Complètement ! Tout à coup, c’est comme si on avait réalisé qu’on avait un public (rires)! On a aussi été très surpris de constater combien les gens, au-delà de ce qu’on peut faire, exprimaient un intérêt pour un traitement du fait religieux, large, interconfessionnel, apolitique. Tout à coup, on a ressenti cette conviction partagée par beaucoup que ces sujets ne devaient pas être laissés aux sirènes des chaînes privées thématiques, mais bien qu’il était de la responsabilité du service public de les prendre aussi en charge.

Votre dernière émission s’intitule «J’ai perdu la foi»? Faut-il y lire un message?

Moi je garde foi en l’émission, en son équipe et en sa mission ! Il me semble plus que jamais indispensable de préserver un espace de dialogue sur les questions éthiques et spirituelles au sein du service public. Nous avons la chance d’offrir un espace aconfessionnel co-géré par la RTS et une structure œcuménique.
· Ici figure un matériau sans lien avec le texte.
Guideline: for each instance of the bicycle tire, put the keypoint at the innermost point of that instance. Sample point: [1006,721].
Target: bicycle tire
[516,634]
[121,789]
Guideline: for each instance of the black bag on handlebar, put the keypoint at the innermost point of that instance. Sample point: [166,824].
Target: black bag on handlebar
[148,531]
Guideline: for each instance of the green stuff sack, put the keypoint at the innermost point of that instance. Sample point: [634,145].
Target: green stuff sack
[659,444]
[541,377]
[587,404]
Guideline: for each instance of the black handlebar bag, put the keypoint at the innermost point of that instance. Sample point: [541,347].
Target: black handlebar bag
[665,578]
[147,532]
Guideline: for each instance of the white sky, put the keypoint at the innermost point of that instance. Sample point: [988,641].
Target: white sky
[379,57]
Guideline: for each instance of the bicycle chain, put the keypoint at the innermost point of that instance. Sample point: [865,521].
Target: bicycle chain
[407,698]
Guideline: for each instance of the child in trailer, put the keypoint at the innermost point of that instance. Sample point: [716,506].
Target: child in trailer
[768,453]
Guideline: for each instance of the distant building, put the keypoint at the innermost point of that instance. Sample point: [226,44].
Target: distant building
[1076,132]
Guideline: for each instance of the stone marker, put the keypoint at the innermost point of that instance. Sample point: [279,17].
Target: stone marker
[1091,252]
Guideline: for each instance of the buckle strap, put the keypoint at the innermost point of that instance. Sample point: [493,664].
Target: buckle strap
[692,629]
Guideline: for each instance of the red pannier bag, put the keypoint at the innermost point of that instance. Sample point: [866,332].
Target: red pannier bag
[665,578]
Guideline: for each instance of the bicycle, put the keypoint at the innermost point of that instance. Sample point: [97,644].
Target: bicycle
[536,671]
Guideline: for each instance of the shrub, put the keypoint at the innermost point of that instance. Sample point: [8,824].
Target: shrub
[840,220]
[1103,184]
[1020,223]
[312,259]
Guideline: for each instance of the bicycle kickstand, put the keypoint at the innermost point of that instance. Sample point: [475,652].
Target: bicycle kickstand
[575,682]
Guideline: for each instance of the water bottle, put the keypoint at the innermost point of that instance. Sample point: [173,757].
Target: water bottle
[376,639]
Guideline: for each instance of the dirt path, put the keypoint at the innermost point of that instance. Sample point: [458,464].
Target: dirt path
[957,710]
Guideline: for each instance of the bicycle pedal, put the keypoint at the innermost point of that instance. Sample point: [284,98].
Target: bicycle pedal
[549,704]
C’est une exception dans le paysage médiatique européen et c’est précieux.

Vous partez pour prendre en charge l’émission «Une seule planète ». La question est facile, mais: l’écologie est-elle devenue aujourd’hui une religion?

Si l’écologie peut relier les gens entre eux, au sens étymologique du mot « religion », c’est une très bonne chose! Et aujourd’hui, c’est en effet avéré: l’écologie rassemble autour d’un objectif commun, qui est de faire face au monde qui vient. Il ne faut cependant pas non plus faire de l’écologie un veau d’or. Au contraire, ce souci s’inscrit totalement dans religion chrétienne, les valeurs que l’on voit émerger sont d’ailleurs en complète adéquation avec l’enseignement de Jésus. Il s’agit de prendre soin de notre terre commune, «notre maison commune», pour reprendre l’expression du pape François. Je crois qu’il y a là, dans cette transition écologique, un vrai rôle à jouer pour les chrétiens. Beaucoup au sein du christianisme sont déjà en train de prendre ce sujet en mains, et cela me réjouit.